R. M. Boudreau1, G. E. Martin1, C. Couch1, A. E. Mahdy1, M. J. Edwards1, E. Gulbins1,2, A. P. Seitz1, P. L. Jernigan1 1University Of Cincinnati,Department Of Surgery,Cincinnati, OH, USA 2Universitat Duisburg-Essen,Division Of Molecular Biology,Essen, NORTH RHINE-WESTPHALIA, Germany
Introduction: Catheter-associated bacteriuria is the most frequently diagnosed nosocomial infection globally. The conventional treatment of these infections with systemic antibiotics creates an opportunity for the selection of antimicrobial resistance, adds to burgeoning medical costs, and increases the risk for antibiotic-related side effects. Furthermore, this approach remains suboptimal, with approximately one-quarter of acutely infected patients developing recurrent infection. Sphingosine, a membrane sphingolipid with broad-spectrum anti-microbial properties, has been described as an important part of the innate immunity of the respiratory epithelium to bacterial invasion. Our group has recently discovered high amounts of sphingosine in the transitional epithelium of mouse bladders. We hypothesize that sphingosine is important in the bladder’s innate immunity and that exogenous sphingosine may serve as an effective anti-microbial in murine models of E. coli UTI.

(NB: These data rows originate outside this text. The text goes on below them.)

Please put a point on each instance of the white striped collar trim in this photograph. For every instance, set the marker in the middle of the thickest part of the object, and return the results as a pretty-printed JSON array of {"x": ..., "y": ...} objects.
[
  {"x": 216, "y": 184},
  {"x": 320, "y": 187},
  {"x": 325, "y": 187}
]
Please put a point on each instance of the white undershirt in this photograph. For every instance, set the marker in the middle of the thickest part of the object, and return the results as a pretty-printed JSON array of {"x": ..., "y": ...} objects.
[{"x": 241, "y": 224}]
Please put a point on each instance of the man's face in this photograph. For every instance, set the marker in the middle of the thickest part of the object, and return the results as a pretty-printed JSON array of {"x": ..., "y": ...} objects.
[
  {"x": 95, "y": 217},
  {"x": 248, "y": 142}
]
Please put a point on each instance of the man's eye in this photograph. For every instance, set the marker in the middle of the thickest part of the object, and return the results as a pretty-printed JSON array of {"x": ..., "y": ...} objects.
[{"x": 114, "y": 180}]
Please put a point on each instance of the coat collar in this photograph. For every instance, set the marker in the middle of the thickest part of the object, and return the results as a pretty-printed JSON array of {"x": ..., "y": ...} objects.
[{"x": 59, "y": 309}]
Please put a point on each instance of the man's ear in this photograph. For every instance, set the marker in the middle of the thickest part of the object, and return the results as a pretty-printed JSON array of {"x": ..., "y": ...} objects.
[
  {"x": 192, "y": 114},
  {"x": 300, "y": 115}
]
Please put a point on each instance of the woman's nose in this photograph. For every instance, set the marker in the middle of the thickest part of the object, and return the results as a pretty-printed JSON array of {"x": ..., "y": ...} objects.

Methods: E. coli was incubated with normal saline control or varying concentrations of sphingosine in vitro for 2 hours at 37C and 125 rpm agitation. Bacterial growth was quantified by the plate-dilution method. To evaluate sphingosine’s effectiveness in vivo, wild type mice were sterilely catheterized and inoculated with E. coli for one hour before undergoing bladder irrigation with normal saline control or varying concentrations of sphingosine. Bladders were then harvested and homogenized; and bacterial load was quantified by the plate-dilution method.
Results: Sphingosine demonstrated impressive killing of E. coli compared to saline control in our in vitro study (94% reduction, p<0.001). Similarly, in our murine model of UTI, the bladder irrigations showed maintenance of this antimicrobial effect (Table 1, 95% reduction vs. saline control, p=0.007).
Conclusion: It was demonstrated previously that sphingosine both plays a crucial role in innate mucosal immunity and possesses antimicrobial activity against E. coli in solution. Here, we present the first study to demonstrate that exogenous sphingosine causes effective bacterial killing in a murine model of UTI. Our data support the need for further investigation toward a possible role for sphingosine-based bladder irrigation in the management of UTIs.